于是,禁欲的日子離譜的持續到這一年九月入秋。
秋老虎,天氣熱的是夏季的三四倍,莊稼需要收割,來機械公庫學習的學員也少了,挨家挨戶都有農田果蔬需收割整理,機械公庫也休息兩天。
顧遇山難得這么清閑,于是也整理前院后院的田地起來。
他正忙活的渾身大汗淋漓,想脫了背心兒時,只見一個小小的白糯米團子,戴著虎頭帽,只穿著精致的紅色小肚兜兒,格子小褲衩,胖嘟嘟手腕腳腕帶著銀鐲子,脖子上戴著長命鎖,跌跌撞撞的朝他跑來,奶聲奶氣的吐字不清:“叭……叭叭……”
“噯!乖寶貝!來爸爸這兒!”顧遇山高興的張開手臂。
小地瓜沖顧遇山咧嘴笑露出兩顆白白的小門牙兒,一個不小心跌倒了,顧遇山也不去扶他,這里是土地剛剛刨過,很松軟,不用擔心孩子受傷,于是小家伙兒靠自己,連滾帶爬的站起來跑向顧遇山。

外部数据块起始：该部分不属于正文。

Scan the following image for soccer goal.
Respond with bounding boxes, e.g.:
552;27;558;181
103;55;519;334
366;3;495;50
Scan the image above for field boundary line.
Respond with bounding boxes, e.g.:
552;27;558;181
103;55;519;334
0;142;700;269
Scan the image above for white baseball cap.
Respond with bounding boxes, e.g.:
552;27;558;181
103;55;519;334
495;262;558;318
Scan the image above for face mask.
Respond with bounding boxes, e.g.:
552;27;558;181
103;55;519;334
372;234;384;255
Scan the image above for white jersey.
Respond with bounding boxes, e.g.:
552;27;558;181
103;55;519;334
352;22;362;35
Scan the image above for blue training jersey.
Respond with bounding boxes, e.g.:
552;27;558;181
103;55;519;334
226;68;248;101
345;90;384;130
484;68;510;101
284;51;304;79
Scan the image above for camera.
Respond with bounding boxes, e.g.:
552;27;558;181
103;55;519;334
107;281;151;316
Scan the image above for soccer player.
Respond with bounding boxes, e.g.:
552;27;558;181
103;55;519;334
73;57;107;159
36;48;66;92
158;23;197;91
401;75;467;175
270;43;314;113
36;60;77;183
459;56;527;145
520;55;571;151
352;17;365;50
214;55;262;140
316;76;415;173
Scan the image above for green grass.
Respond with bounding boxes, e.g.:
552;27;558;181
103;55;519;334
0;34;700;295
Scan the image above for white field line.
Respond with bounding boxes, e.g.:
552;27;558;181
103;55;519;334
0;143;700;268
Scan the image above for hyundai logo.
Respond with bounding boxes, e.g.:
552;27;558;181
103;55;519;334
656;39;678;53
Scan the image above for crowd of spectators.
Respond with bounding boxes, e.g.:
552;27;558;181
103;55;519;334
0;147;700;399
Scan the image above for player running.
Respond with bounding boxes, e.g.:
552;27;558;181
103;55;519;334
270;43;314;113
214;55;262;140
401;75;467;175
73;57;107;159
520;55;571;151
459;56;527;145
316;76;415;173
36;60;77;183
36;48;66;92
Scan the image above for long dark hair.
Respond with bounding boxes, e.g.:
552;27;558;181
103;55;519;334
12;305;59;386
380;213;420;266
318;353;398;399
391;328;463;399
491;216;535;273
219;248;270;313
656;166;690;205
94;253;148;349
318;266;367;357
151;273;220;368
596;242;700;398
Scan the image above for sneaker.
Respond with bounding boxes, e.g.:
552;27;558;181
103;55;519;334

顧遇山笑的前仰后合,一把將小地瓜抱起來,拋到天上:“地瓜~飛咯~飛咯~”
給小地瓜樂的嘎嘎直笑,嬰兒天真可愛的奶叫奶笑聲,讓人心都被洗滌一般明凈快樂。
顧遇山逗弄兒子玩兒了一會兒,把寶寶放在自己手臂上托著,細細看小地瓜的臉蛋兒,親了親那小紅痣,覺得自己兒子是世界上最漂亮最可愛的小寶寶,真是怎么看都看不夠,使勁兒親了好幾下,逗的小地瓜大笑大叫。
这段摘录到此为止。